Für das republikanische Parteiestablishment galt deshalb lange Jeb Bush als idealer Kandidat: Seine mexikanischstämmige Frau milderte etwas sein Image, Teil des uralten weißen neuenglischen Geldadels zu sein. Auch hatte er, als Gouverneur von Florida, bereits unter Beweis gestellt, dass er weiß, wie man die Stimmen von Latinos kriegt. Gleichzeitig aber ist er loyal gegenüber industriellen Interessen, blieb also beim Thema Einwanderung immer „moderat“. Gerade diese Zurückhaltung bei der Hetze gegen Einwanderer kommt bei der Parteibasis allerdings gar nicht gut an und seine Kandidatur gilt mittlerweile als so gut wie gescheitert. Die Parteibosse mögen ihn zwar schätzen, die Parteibasis tut es nicht.

Der einzige, den diese Dilemmata nicht hemmten, war Donald Trump. Als Milliardär ist er von Großspendern völlig unabhängig und auch die Zukunft der republikanischen Partei scheint ihm ziemlich egal zu sein. Ohne ein Blatt vor den Mund zu nehmen, ohne Rücksicht auf irgendwen, kann er also der Basis das geben, wonach sie giert: Frauenfeindlichkeit, Ausländerfeindlichkeit – aber auch harte Kritik am republikanischen Parteiestablishment, das von viele konservativen Wählern völlig zurecht (wenn auch auf falsche Weise) als eine Ansammlung prinzipienloser, korrupter sell outs empfunden wird, die vollkommen in der Tasche von big business stecken. Kein Politiker pöbelt und beleidigt so gerne wie Trump, aber seine Sprüche richten sich eben nicht nur gegen die oft als übermäßig liberal empfundenen Medien, er spricht auch mit Bezug auf seine Parteigenossen schonungslos das aus, was alle denken: Jeder Präsidentschaftskandidat sei eigentlich schon vor der Wahl gekauft worden – außer ihm natürlich. Dafür lieben ihn seine Fans. Und auch bei der Hetze gegen mexikanische Einwanderer, die er als „Vergewaltiger“ und „Verbrecher“ diffamierte, musste Trump auf niemandes Gefühle Rücksicht nehmen.
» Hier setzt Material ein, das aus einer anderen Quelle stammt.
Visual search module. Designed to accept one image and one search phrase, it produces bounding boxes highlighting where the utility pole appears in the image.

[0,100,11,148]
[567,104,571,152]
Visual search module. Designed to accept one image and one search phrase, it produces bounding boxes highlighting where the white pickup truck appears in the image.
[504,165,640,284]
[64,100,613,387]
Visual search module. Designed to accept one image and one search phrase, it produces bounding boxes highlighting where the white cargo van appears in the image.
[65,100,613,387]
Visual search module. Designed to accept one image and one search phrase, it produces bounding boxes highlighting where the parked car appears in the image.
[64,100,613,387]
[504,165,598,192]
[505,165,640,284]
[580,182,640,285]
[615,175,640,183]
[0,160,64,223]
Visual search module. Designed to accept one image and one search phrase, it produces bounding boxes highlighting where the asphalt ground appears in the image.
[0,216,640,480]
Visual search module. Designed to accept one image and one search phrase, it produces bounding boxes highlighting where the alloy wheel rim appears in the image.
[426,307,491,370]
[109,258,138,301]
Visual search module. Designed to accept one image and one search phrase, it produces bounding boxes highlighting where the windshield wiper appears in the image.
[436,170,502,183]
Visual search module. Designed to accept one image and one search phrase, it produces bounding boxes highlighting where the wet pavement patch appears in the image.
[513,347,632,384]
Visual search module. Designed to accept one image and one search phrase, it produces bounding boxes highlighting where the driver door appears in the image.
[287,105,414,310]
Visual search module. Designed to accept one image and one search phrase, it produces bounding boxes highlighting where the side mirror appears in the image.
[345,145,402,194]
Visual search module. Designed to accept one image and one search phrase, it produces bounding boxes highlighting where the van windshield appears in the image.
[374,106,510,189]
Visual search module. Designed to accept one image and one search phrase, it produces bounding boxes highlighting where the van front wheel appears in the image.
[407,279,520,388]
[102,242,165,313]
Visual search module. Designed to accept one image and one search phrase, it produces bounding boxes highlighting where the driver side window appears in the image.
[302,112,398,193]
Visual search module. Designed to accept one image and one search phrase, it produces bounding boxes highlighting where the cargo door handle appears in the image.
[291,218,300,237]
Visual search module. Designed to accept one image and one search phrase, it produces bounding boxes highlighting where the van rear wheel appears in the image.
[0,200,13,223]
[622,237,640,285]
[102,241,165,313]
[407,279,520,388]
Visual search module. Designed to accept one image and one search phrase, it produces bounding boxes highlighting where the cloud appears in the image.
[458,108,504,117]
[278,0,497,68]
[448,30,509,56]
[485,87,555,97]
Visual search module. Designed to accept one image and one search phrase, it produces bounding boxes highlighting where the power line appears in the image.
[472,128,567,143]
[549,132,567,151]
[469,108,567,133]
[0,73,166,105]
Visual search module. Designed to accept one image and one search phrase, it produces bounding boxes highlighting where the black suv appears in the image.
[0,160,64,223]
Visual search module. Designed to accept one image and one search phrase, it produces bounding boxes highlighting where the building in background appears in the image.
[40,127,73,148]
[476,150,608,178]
Der Fall der syrischen Flüchtlinge bietet nun aber auch dem Rest der Partei eine Gelegenheit, die ausländerfeindliche Stimmung ihrer Basis zu bedienen, ohne ihren Geldgebern oder der wichtigen Wählergruppe der Hispanics auf die Füße zu treten. Die Stimmen von in Amerika lebenden Syrern, ja sogar die Stimmen von amerikanischen Muslimen, werden die nächste Wahl schließlich nicht entscheiden. Auch sind Syrer weder ein wichtiger Wirtschaftsfaktor, noch haben sie eine einflussreiche Lobby. Im Gegenteil: Härte gegen angebliche oder potenzielle Terroristen, idealerweise gewürzt mit einer Prise Islamophobie, findet Zuspruch in weiten Teilen der Bevölkerung. Überhaupt gibt es kaum etwas, was einem republikanischen Kandidaten leichter fällt, als nach einem Terroranschlag Härte und Kriegsbereitschaft zu demonstrieren. Und mit dem Vorschlag, man könne doch anstatt Muslimen einfach Christen aus dem Mittleren Osten aufnehmen, ergibt sich einmal mehr die Gelegenheit, sich bei den christlichen Fundamentalisten beliebt zu machen.

Man sieht: für viele Republikaner ist die Debatte über angebliche Terroristen, die sich unter syrische Flüchtlinge mischen, schlicht ein politisches Geschenk, das sie jetzt gerne und schamlos ausnutzen. Mit bisher geringem Erfolg, muss man dazu sagen, denn für Donald Trump war es ein Leichtes, seine Konkurrenten mit einer weiteren Niederträchtigkeit aufs neue rechts zu überholen: Er brachte einfach ins Gespräch, man könne doch eine zentrale Datenbank anlegen, in der alle amerikanischen Muslime erfasst werden – als potenzielle Volksfeinde vermutlich. Das einzige greifbare Ergebnis der ganzen Debatte dürfte wohl bisher darin bestehen, Islamhassern im ganzen Land noch mehr Auftrieb zu geben.